Most people don't know because they only push 1 tier, but comcast has MANY tiers for different speeds. they could charge xyz per gb for the 6mb service, and abc for the 1mb.

Is there going to be a cap for business customers? If residential customers want to use more than 250gb will they be required to get a business plan with expensive SLA premiums? or will they have a new "power user" package?

is 250gb combined bandwidth? is it only upload/download? What about customers already paying more for higher speed packages? Are they going to provide tools for users to go online and check their data usage for the month? What about a "low" warning?

Many questions here are left unanswered. We should certainly not settle for a provided scope of only "250gb or else"
While 250gb is a very reasonable limitation for "most" users it sets a precedent for data caps on home users. Comcast is huge and other providers will follow.

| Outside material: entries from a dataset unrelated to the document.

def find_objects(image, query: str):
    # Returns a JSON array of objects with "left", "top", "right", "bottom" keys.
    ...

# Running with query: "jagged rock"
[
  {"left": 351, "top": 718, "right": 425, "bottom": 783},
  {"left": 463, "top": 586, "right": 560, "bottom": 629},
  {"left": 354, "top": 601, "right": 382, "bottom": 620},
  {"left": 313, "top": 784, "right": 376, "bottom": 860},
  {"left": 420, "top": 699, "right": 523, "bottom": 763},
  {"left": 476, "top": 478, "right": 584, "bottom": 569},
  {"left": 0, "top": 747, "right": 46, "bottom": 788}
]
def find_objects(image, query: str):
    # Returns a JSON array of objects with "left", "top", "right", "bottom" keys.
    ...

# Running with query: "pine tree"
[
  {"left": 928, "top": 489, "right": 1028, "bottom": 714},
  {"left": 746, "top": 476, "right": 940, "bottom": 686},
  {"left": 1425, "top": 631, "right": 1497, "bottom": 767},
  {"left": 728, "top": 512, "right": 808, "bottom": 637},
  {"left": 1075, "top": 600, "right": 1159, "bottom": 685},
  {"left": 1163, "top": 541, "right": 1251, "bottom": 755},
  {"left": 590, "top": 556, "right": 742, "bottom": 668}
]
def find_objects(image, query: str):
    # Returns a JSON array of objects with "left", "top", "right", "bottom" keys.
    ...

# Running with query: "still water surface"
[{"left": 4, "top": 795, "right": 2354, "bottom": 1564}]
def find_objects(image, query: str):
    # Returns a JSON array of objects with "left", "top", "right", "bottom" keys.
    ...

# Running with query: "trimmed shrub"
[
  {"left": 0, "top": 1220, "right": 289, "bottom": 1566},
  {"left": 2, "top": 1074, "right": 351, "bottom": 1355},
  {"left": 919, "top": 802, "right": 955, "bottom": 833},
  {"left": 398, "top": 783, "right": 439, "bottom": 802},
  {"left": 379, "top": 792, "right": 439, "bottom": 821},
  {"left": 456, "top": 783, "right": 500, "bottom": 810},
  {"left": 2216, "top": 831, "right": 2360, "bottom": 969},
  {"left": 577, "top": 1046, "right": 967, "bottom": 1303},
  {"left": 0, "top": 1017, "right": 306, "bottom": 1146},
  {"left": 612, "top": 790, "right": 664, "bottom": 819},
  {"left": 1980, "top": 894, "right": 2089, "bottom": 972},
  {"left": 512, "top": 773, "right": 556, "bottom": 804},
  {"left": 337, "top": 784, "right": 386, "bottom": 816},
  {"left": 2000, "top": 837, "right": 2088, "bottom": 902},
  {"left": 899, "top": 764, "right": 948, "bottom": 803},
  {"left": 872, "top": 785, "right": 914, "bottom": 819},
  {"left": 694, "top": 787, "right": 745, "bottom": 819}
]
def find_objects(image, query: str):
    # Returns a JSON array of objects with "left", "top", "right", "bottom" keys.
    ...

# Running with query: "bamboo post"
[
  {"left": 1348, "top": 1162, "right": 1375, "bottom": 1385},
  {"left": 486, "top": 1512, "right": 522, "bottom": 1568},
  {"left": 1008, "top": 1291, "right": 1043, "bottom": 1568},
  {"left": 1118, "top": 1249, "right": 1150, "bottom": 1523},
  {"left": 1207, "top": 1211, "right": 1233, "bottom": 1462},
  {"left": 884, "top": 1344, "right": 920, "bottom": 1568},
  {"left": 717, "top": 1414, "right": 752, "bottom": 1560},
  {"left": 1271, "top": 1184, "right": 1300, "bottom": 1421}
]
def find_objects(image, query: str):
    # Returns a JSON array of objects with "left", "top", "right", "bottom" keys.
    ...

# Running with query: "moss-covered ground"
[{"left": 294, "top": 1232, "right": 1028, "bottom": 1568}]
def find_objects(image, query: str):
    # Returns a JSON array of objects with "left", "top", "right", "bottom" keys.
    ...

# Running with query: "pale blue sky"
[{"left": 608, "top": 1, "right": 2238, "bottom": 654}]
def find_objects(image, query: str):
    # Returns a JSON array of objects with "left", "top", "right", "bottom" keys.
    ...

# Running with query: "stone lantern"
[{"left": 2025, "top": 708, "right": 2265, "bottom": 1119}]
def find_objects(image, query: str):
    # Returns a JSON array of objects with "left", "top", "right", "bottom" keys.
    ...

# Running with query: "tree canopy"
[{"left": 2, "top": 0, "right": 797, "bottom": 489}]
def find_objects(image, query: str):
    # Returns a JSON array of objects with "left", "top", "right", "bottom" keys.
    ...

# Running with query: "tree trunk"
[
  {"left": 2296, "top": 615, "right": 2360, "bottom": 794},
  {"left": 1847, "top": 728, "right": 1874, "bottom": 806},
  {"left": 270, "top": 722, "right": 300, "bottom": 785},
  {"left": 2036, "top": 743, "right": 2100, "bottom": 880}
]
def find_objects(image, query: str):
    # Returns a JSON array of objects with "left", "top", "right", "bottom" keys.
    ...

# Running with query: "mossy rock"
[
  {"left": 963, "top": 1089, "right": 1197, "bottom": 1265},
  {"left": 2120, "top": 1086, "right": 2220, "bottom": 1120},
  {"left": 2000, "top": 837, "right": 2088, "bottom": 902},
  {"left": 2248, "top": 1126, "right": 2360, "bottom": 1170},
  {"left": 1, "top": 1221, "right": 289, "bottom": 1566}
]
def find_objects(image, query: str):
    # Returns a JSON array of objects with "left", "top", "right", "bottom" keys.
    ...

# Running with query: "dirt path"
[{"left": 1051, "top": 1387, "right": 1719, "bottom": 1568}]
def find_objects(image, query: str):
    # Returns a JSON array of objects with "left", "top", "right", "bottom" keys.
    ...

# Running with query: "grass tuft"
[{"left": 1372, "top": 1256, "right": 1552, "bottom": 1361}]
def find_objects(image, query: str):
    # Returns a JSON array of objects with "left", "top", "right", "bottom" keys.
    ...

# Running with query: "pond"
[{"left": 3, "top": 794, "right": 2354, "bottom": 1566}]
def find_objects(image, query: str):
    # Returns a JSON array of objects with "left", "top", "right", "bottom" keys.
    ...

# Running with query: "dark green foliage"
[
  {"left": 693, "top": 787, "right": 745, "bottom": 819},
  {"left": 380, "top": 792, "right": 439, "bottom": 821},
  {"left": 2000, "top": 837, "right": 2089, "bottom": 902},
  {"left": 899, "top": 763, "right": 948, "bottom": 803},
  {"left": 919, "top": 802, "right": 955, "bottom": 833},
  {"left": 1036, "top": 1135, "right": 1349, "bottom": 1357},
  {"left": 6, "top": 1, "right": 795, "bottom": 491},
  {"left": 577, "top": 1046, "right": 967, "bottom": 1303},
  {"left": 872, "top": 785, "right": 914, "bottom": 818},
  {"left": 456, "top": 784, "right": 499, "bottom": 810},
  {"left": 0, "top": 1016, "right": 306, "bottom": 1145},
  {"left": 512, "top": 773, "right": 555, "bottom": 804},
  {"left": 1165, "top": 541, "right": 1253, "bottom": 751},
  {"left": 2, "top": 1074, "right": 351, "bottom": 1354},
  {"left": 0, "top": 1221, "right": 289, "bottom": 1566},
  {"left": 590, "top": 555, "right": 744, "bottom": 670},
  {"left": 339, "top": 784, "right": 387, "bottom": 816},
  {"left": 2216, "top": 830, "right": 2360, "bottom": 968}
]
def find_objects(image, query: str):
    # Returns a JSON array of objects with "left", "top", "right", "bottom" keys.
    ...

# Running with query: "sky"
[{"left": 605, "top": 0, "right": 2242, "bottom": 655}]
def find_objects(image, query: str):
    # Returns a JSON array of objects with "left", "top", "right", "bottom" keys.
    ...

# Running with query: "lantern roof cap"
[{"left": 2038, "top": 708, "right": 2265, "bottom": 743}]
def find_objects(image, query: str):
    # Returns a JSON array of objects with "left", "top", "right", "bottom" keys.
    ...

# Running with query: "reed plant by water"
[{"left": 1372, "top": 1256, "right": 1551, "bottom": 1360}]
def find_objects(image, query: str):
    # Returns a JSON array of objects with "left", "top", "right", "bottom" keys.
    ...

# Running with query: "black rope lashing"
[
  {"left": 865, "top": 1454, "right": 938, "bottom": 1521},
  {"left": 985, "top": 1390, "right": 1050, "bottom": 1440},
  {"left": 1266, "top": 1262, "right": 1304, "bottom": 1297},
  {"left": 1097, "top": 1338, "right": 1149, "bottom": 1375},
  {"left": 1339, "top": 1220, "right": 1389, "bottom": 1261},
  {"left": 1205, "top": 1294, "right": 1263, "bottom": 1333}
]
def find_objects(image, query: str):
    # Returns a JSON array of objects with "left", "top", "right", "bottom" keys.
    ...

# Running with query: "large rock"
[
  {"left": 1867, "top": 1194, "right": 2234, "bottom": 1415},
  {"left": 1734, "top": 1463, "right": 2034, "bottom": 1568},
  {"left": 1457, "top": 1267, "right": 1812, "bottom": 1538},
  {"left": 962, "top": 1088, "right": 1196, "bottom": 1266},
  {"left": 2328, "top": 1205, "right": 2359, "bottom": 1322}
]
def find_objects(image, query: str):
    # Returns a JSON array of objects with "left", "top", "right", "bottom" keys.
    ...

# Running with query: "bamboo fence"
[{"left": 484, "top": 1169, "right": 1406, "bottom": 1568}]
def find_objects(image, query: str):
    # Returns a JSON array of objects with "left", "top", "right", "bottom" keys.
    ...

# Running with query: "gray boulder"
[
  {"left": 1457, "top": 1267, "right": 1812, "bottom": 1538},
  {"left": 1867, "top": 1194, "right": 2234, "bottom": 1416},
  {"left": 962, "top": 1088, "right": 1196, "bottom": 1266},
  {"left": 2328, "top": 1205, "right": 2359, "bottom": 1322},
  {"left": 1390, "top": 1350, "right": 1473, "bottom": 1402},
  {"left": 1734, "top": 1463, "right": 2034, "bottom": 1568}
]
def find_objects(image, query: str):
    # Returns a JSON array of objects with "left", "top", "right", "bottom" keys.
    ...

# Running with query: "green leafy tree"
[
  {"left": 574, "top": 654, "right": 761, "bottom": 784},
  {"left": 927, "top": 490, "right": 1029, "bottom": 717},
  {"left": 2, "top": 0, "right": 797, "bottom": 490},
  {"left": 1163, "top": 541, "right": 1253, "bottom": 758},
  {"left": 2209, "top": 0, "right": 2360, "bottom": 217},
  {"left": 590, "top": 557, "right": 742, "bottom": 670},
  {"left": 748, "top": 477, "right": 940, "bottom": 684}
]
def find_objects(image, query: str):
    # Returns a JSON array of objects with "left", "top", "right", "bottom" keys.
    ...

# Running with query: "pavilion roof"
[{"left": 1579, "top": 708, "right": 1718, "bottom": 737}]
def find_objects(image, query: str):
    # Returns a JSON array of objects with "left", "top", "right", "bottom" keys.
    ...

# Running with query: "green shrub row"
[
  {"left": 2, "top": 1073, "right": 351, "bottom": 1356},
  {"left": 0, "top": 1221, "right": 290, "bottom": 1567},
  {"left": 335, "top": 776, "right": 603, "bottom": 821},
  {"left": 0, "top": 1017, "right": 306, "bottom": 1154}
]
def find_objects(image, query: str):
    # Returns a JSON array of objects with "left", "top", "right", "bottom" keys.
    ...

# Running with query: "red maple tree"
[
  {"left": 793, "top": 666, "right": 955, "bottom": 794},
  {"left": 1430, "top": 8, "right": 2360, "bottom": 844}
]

Soon our internet could be like gas prices...

Have no illusion that it will stay this proportionally large.

Time will go on and 250gb limits wont go higher as capacity is needed... OR they will slowly lower the 250gb limit till its more restrictive. People will accept the idea of a high limit and in 6 months it could be dropped to 200gb, then 100, then 50... but they already got their foot in the doors with the limit so people wont rebel much at 250... whats a little more?




RE: incomplete
By tastyratz on 8/29/2008 10:19:09 AM , Rating: 2
I forgot to mention the services this WILL hurt.

What about voip? IPTV?
This is setting precedence. If caps start popping up in all flavors through providers as some sort of trend we may see the wonderful prospect of iptv killed before it takes off, and existing home voip will diminish.


RE: incomplete
By Staples on 8/29/2008 11:40:29 AM , Rating: 2
You can use VOIP 24/7 and you will not come anywhere near this limit. But iptv would use 200x more bandwidth. HD MPEG4 would use at least 2GB an hour.


RE: incomplete
By GaryJohnson on 8/30/2008 12:55:09 PM , Rating: 2
quote:
While they announced a 250gb cap... they did not announce what happens after that. Do you just get an innocent phone call like they make it appear? do you get 3 strikes? do they charge you over 250gb? do they throttle you over 250gb?


Maybe this is all just a PR FUD campaign designed to scare people into bandwidth conservation and/or scare high bandwidth users away from their service?